New year, new bills. Many homeowners are tempted to offset mortgage payments and other debts with additional cashflow from renting out an apartment suite within their home. But, by doing that, are they forfeiting what is probably the biggest incentive to investing in a home: The Primary Residence Exemption (PRE)? The PRE means any appreciated value — the capital gain on your home — is protected from tax when you sell it. With soaring home values in major Canadian cities, this can represent a huge tax savings when it comes time to sell the principal residence, perhaps to fund retirement. But can you lose this tax exemption status if your home has an income suite? Read on.
Bottom Line: No, as long as the income suite is a secondary use of the property.
According to the Canada Revenue Agency any rental suite within your home must be ‘ancillary’ in nature to the property’s primary purpose as a family home.
In a written response in November 2019, a CRA spokesperson stated:
“In the view of the Canada Revenue Agency (CRA), an entire home retains its nature as a principal residence when the rental income is secondary to the main use of the home as a residence.”
But how does a homeowner — or the CRA — know if a rental suite in a family home is secondary in nature?
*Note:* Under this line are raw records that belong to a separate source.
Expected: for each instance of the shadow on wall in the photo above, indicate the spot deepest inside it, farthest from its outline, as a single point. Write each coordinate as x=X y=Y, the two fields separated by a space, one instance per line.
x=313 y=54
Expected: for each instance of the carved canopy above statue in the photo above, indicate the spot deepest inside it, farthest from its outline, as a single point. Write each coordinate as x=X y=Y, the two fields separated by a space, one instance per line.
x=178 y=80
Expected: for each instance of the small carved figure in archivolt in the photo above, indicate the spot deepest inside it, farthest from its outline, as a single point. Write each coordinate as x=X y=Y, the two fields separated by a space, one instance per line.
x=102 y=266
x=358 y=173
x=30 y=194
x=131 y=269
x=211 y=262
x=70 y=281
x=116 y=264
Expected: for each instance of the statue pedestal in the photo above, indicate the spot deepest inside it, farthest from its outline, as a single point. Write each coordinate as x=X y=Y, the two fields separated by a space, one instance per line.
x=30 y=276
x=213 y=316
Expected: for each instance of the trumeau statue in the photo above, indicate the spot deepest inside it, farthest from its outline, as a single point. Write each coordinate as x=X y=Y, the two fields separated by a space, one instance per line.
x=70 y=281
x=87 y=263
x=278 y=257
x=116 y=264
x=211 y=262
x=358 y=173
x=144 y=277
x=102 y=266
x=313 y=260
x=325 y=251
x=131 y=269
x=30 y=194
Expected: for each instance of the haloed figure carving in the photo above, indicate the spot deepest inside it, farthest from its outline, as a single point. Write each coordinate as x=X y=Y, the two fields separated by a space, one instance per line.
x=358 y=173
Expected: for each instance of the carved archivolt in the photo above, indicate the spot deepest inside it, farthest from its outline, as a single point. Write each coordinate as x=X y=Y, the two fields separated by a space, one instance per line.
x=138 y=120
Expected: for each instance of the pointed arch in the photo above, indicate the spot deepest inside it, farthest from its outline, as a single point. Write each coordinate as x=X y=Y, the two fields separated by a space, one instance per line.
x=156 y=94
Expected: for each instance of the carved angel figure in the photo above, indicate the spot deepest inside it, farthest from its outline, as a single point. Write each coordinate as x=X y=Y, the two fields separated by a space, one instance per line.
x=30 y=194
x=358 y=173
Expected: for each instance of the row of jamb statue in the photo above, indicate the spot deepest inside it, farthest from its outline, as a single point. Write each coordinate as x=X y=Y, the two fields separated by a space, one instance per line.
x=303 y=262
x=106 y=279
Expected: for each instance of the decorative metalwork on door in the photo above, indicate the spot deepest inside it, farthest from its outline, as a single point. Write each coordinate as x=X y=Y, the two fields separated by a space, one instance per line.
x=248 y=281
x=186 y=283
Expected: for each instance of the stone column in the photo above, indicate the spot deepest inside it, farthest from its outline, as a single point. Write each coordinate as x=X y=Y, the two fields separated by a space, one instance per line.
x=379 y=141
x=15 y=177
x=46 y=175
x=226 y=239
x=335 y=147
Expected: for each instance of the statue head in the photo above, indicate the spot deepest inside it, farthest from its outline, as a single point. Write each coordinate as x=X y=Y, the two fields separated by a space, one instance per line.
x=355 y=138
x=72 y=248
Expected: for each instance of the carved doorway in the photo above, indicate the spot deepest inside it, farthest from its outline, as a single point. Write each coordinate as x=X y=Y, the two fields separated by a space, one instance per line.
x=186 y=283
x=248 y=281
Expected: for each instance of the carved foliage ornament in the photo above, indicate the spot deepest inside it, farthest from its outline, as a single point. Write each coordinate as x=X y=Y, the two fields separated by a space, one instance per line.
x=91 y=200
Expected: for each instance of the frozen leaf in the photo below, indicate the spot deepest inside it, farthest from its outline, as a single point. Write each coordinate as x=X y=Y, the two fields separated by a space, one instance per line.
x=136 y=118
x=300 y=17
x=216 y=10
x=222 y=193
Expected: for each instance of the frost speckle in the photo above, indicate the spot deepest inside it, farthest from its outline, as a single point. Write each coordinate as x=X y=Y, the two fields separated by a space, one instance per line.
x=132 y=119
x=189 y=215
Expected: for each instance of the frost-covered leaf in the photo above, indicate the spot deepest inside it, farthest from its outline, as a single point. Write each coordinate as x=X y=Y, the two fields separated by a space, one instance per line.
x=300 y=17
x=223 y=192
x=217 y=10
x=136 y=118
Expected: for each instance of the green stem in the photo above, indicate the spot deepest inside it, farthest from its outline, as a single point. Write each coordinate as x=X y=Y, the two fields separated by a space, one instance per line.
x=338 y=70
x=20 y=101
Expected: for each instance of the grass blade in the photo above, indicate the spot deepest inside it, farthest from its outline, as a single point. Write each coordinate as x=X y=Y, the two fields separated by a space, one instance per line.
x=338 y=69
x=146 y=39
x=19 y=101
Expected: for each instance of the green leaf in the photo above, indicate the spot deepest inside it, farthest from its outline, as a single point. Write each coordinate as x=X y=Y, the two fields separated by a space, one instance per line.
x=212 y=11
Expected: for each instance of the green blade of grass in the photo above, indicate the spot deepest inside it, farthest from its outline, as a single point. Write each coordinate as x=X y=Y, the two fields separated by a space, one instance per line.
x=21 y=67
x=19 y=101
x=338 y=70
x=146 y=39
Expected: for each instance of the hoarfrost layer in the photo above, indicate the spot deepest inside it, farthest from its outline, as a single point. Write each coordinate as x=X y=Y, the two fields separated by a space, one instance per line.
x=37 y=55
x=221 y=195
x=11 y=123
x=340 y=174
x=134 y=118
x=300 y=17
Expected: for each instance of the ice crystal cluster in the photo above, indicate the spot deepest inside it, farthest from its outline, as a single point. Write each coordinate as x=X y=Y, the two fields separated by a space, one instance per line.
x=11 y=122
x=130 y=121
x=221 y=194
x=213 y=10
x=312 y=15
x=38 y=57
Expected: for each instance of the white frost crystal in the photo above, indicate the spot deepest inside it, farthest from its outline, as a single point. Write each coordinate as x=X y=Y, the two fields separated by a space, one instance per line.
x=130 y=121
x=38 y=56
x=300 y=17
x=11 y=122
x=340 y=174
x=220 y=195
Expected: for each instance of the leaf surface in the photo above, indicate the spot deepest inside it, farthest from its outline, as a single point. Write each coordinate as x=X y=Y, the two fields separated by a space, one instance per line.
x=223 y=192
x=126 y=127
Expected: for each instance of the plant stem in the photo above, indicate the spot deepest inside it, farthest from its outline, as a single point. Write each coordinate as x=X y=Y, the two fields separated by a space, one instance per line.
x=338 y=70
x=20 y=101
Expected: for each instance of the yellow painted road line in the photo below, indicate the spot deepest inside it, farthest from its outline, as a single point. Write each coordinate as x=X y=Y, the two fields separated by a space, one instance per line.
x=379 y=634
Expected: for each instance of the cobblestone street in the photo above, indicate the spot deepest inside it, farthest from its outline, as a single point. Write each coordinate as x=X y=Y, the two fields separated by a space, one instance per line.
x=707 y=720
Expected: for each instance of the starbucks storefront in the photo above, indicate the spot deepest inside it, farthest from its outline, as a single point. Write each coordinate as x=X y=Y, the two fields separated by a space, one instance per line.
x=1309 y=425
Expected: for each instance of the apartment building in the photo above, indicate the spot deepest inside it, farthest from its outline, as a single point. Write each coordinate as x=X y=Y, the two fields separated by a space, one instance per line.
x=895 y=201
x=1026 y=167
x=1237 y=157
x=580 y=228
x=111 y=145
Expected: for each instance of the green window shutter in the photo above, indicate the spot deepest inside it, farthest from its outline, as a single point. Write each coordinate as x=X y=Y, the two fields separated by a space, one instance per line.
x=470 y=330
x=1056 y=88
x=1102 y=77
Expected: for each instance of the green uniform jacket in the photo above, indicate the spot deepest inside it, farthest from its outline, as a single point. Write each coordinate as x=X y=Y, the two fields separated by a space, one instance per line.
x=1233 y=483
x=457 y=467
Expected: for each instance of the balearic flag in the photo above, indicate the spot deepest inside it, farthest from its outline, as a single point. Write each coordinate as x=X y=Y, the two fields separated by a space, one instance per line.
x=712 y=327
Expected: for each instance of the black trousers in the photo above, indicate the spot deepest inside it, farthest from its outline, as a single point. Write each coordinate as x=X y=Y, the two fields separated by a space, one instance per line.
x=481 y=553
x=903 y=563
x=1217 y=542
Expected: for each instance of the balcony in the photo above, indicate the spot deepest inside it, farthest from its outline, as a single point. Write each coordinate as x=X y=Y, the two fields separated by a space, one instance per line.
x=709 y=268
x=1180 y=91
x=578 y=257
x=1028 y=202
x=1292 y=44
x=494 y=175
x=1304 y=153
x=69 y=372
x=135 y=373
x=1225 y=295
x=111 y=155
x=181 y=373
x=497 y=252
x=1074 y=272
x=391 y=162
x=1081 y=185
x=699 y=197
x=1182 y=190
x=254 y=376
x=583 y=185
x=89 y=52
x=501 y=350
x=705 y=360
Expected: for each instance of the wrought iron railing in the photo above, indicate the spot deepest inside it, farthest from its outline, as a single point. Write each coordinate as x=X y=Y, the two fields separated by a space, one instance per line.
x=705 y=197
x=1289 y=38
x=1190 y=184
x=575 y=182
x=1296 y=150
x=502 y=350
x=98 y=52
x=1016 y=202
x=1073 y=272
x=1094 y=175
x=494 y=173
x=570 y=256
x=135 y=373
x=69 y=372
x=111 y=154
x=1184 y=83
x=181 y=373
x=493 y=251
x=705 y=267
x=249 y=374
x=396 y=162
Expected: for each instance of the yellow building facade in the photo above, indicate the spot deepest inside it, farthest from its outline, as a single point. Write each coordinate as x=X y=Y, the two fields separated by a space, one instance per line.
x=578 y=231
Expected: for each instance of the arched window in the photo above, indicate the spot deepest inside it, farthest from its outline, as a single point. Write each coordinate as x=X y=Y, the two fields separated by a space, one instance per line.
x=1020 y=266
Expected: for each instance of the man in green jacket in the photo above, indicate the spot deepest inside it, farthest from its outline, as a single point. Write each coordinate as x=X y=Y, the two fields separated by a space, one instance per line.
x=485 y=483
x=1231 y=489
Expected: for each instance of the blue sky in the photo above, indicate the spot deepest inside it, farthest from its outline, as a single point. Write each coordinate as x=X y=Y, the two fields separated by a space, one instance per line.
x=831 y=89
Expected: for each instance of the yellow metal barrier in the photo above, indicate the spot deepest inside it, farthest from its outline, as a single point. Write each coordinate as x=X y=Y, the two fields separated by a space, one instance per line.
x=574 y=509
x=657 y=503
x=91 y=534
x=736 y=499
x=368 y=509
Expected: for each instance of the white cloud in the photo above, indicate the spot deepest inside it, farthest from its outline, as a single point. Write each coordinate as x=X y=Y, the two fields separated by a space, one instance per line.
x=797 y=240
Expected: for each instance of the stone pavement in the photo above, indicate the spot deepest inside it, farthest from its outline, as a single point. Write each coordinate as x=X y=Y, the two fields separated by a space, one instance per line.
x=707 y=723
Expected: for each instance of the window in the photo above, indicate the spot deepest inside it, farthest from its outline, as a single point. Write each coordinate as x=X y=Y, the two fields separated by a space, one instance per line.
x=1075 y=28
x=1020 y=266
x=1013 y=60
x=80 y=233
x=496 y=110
“There are no hard and fast rules and it can be case-dependent,” says Cherry Chan, a Toronto-based real estate accountant. “But to be safe, property owners should strive to make sure their income suite takes up no more than 50% of the home’s square footage.”
To be clear, the CRA does not state limitations on a rental suite’s square footage but Chan advises her clients to comply in an effort to show that the rental suite is, at the very least, auxiliary in nature. Remember, the CRA has left wiggle room in the regulation to allow for a case-by-case analysis.
Another factor the CRA will consider is whether or not the homeowner has claimed Capital Cost Allowance (CCA) to reduce the homeowner’s annual payable income tax.
Under CRA rules, when a business acquires a depreciable asset (such as a building, furniture or equipment) that will be used in business or professional activities, the CRA acknowledges that these assets will depreciate in value, over time. As a result, the CRA allows business owners to deduct the cost of the asset over a period of several years. The yearly deduction — known as the Capital Cost Allowance —can help to reduce tax owed. But a homeowner isn’t running a business. The home isn’t an asset and the home’s primary purpose isn’t to generate earnings, for that reason the CRA does not allow homeowners to deduct CCA from the income earned from renting out the suite. If a homeowner does claim CCA, even once, the CRA may designate the rental suite as a business, rather than an ancillary use of a primary home, and require that homeowner to pay capital gains tax on a percentage of the profit from the sale of the home.
Finally, the CRA does state that “the entire property retains its nature as a principal residence,” when “there is no structural change to the property to make it more suitable for rental or business purposes.”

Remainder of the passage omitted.